Good God! That is her brother? Della felt like she had stood there forever, staring at the man with her mouth hanging open. Finally, they came towards her.
“Della, this is my brother, Valentin.”
“Hello,” was Della’s whispery reply. It was difficult to talk. She was tongue-tied.
“I am most happy t
o meet you,” he said in a deep, pleasant voice. “Anastasia tells me you are to stay for the meal to welcome her.” His eyes were ebony and sexy and his smile revealed teeth that were perfect and gleaming.
“I hope I am not inconveniencing you,” Della managed to sputter.
“Of course not, you are most welcome. Come, I will take your bags. Go with Anastasia.”
Anastasia took Della’s arm and led her toward the opposite platform where the car was parked beyond.
“You didn’t tell me your brother is so gorgeous. I’m embarrassed at my blushing and my tongue hanging out when I saw him.”
She laughed. “Everyone reacts that way when they first see my brother.”
“I can’t imagine why he has never married. He looks like a Marlborough model.”
“Marlborough?”
“Cigarettes, The guy with tons of sex appeal that is usually sitting on a horse in the ads. American cigarette advertisements. Maybe you don’t get them over here.”
“Oh, I see. Well, Valentin has not met a woman he wants to marry, and he is such a busy man. You call it workaholic, yes?”
“Yes,” Della chuckled, remembering that was what her everyone called her—a workaholic.
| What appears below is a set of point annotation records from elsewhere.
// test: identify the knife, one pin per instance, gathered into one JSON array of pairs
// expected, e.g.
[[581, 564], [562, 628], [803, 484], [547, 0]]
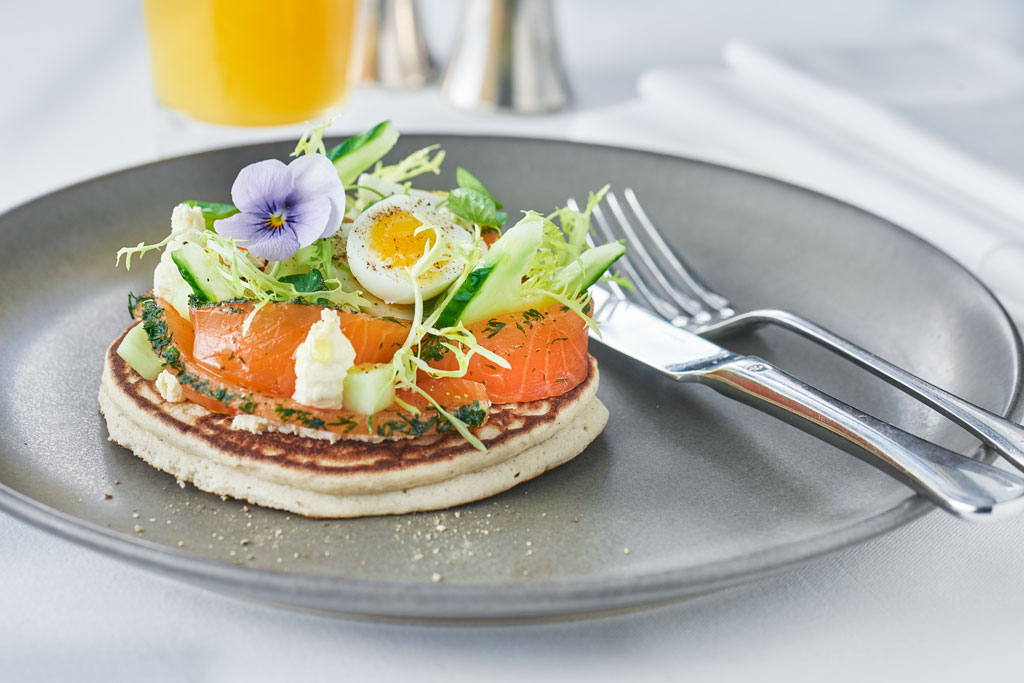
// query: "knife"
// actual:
[[967, 487]]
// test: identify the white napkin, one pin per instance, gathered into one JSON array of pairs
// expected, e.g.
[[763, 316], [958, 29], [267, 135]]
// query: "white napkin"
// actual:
[[771, 114]]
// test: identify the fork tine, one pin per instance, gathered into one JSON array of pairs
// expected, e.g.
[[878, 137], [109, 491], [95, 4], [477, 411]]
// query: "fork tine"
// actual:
[[642, 294], [642, 261], [677, 267]]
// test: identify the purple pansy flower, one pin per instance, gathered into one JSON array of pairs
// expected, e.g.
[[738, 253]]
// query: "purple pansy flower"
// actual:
[[285, 207]]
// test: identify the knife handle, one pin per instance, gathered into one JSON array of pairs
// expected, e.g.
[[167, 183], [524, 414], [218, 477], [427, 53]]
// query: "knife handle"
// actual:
[[1004, 436], [967, 487]]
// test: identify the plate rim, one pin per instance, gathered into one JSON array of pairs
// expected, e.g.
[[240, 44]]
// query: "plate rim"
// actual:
[[484, 600]]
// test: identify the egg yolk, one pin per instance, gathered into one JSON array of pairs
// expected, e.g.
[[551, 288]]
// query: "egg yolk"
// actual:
[[394, 241]]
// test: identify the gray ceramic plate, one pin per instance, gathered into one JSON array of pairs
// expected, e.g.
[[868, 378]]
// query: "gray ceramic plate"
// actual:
[[701, 492]]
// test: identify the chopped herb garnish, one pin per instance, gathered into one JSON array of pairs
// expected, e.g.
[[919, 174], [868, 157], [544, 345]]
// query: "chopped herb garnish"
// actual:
[[494, 327]]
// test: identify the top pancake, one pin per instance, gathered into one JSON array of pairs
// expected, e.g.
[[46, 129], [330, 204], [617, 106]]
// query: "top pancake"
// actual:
[[198, 445]]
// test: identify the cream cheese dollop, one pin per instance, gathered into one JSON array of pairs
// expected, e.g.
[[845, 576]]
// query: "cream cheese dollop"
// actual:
[[322, 361], [169, 387], [186, 224]]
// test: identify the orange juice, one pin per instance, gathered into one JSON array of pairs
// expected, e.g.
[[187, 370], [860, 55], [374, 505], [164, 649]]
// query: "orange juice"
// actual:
[[250, 62]]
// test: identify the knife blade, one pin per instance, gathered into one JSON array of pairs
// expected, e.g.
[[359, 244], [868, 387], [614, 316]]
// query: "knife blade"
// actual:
[[962, 485]]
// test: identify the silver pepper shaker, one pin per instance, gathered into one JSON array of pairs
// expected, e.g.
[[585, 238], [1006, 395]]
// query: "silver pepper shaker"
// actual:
[[389, 46], [506, 57]]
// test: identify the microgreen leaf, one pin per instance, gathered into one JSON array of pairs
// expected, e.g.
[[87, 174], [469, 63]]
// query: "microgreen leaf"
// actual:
[[475, 207], [305, 282], [470, 181], [214, 211]]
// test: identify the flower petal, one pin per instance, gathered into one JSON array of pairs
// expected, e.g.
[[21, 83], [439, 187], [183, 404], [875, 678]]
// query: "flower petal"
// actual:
[[315, 175], [273, 244], [308, 217], [262, 187], [242, 226]]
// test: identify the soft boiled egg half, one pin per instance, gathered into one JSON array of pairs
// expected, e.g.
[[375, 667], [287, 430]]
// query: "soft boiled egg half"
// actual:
[[390, 237]]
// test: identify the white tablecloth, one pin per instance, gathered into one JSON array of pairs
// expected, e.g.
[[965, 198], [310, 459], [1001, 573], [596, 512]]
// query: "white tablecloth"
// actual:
[[937, 599]]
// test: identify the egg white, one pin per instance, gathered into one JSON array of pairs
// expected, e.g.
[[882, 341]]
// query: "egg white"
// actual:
[[390, 282]]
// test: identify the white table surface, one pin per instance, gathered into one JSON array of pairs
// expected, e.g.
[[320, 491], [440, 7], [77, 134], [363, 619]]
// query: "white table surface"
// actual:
[[937, 599]]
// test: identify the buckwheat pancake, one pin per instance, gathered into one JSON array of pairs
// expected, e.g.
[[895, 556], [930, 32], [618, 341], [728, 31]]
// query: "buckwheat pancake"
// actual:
[[318, 477]]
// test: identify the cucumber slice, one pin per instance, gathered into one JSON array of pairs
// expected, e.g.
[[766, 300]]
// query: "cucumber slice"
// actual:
[[493, 287], [579, 275], [198, 268], [179, 298], [360, 152], [369, 388], [137, 352]]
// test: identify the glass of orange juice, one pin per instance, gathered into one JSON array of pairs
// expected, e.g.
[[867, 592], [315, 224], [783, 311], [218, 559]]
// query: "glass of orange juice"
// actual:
[[250, 62]]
She hadn’t married either. And the most recent attempt at a relationship had been disastrous. She had allowed a younger man to worm his way into her life, right into her house, even, and after several times telling him to literally “get out” he still hadn’t left. She’d been staying in Manhattan in her townhouse while he was entrenched in her country home.
Before she left on the trip, her assistant said she would handle it and would make sure he was out of there before Della returned. So that’s where she left it. As it had turned out, Kaman was a con man from the get-go. A suave, good-looking Latin playboy with a hell of a phony story, and she had fallen for it hook, line, and sinker.